Winter along the Maine coast this year has been miserable and not just for those who loathe the season. Outdoor enthusiasts looking to cross country ski or snowshoe have been frustrated by a repeating weather pattern of snow that changes to rain that, in turn, is followed by a deep freeze. The freeze turns the wet snow on trails to ice or a hard crust that have left trail groomers stymied at times.

Such was the case on a recent weekend when my wife, Jayme, and I headed to Acadia National Park, hoping to cross country ski on the park’s picturesque carriage roads. As we drove north through a heavy rain, we realized that our chance of skiing in Acadia might be slim. Even after we arrived late in the day, it continued to rain through the night. Saturday dawned sunny with temperatures in the mid-30s, and our hopes rose. We headed to the Eagle Lake parking area to check on trail conditions and to see if volunteers with Friends of Acadia had been able to groom the Carriage Road trails. We found what we feared – hard ice that would make skiing miserable, if not downright dangerous.

Jayme Rec hikes down from the fire tower on Beech Mountain. After a day of heavy rain, the above-freezing temperatures made the snow on the trail slushy and slippery on the steeper sections, requiring traction aid devices.

Disappointed but unwilling to waste a weekend in Acadia, we broke out the map and looked for hikes that we had not yet done. We retooled our daypacks, adding microspikes and hiking poles, and headed out to lesser-known destinations. We found solitude that is nearly impossible to find in the park in the summer months, beautiful vistas from smaller peaks and lovely trails along brooks and ponds.

The trails were not without challenges, though. No hikers had been on the trail up to the summit of Flying Mountain and trail blazes on rocks were covered by snow, circumstances that required us to pay close attention to finding the route. On our second hike that day, the trail to the summit of Beech Mountain, the sun had turned snow on the trail to slush, making steeper sections slippery. The views of Somes Sound from Flying Mountain and of the Gulf of Maine from the lookout tower on Beech Mountain were well worth the efforts, though.

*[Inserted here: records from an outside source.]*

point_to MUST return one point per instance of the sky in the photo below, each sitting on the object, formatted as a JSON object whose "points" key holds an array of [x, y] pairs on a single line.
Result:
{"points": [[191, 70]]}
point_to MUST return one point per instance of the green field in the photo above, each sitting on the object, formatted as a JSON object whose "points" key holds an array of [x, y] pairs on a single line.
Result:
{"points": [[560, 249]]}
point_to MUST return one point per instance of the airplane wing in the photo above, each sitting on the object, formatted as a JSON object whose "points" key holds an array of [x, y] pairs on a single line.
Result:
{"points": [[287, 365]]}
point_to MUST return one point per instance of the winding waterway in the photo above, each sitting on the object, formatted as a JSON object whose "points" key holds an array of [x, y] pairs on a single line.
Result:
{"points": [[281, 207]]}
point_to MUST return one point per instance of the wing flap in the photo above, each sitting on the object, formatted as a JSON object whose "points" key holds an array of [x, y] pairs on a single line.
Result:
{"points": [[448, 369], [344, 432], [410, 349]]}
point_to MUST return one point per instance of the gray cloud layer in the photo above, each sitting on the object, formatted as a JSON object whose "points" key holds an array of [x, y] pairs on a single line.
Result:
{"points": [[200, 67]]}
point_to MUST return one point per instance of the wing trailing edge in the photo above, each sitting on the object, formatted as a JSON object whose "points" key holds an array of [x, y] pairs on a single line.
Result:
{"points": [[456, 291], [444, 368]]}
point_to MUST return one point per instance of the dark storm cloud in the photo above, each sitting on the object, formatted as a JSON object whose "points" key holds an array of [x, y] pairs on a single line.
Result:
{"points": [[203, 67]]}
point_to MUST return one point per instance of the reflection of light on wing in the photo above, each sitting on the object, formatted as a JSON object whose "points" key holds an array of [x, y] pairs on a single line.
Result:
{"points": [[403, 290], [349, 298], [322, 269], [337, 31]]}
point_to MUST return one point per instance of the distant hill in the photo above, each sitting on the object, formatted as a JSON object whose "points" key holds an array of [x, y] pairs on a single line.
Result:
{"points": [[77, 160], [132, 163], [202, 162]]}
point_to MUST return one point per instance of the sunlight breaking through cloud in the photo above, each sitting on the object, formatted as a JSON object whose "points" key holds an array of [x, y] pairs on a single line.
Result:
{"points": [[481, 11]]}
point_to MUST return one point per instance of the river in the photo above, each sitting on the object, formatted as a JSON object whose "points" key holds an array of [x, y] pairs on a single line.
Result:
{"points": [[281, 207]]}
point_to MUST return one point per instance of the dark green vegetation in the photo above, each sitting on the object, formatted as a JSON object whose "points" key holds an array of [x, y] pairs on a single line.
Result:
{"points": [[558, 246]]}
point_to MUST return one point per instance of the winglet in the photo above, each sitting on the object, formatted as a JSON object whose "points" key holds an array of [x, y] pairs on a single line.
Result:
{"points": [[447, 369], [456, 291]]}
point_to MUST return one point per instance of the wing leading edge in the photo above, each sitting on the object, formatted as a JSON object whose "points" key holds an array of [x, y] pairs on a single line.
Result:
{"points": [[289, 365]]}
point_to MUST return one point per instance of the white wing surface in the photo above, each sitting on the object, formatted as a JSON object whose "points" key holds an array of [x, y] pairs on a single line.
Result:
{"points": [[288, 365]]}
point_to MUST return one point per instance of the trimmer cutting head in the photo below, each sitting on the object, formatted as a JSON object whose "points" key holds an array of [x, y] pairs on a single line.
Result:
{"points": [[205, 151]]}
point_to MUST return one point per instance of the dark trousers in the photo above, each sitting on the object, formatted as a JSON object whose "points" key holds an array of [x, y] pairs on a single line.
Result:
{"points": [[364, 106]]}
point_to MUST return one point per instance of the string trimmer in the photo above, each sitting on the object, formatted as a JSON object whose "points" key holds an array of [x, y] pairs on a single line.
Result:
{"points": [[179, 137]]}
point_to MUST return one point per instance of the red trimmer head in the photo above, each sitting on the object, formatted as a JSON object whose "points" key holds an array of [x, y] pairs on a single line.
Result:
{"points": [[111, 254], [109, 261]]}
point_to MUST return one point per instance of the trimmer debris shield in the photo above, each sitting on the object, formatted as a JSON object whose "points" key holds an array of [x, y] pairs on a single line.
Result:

Jayme Rec hikes along a section of the Hadlock Brook Trail in Acadia National Park on Feb. 17. Parts of the trail were completely covered in ice and required traction aid footwear like the Yaxtrax pictured here. This winter’s pattern of snow, then rain, then freezing temperatures along the coast requires winter outdoor enthusiasts to be prepared for whichever of those conditions they might find and to have the appropriate gear on trips. Staff photo by Gregory Rec

The following day we opted to climb Norumbega Mountain, located on the east side of Somes Sound, via the Goat Trail, which is the steepest ascent up the peak. Temperatures had dropped to well below freezing overnight, turning snow on the trail to a hard crust and leaving some sections covered in sheer ice. We started the hike wearing our traction-aid devices, but quickly switched over to microspikes, which have pointed teeth similar to crampons. The trail would have been treacherous if not for the microspikes, which made us sure-footed even over the icy sections. To return to our car, we descended to Lower Hadlock Pond, and looped back on trails along Hadlock Pond and Hadlock Brook. We discovered the sublime beauty of a cascading waterfall and quietude on the Hadlock Brook trail, which follows the slow-moving brook as it flows between Upper and Lower Hadlock ponds.

Thinking back on our weekend as we approached the car, we realized that despite the curveball the weather threw, appropriate gear plus the willingness to change plans brought us to new wonders in one of Maine’s most wondrous places.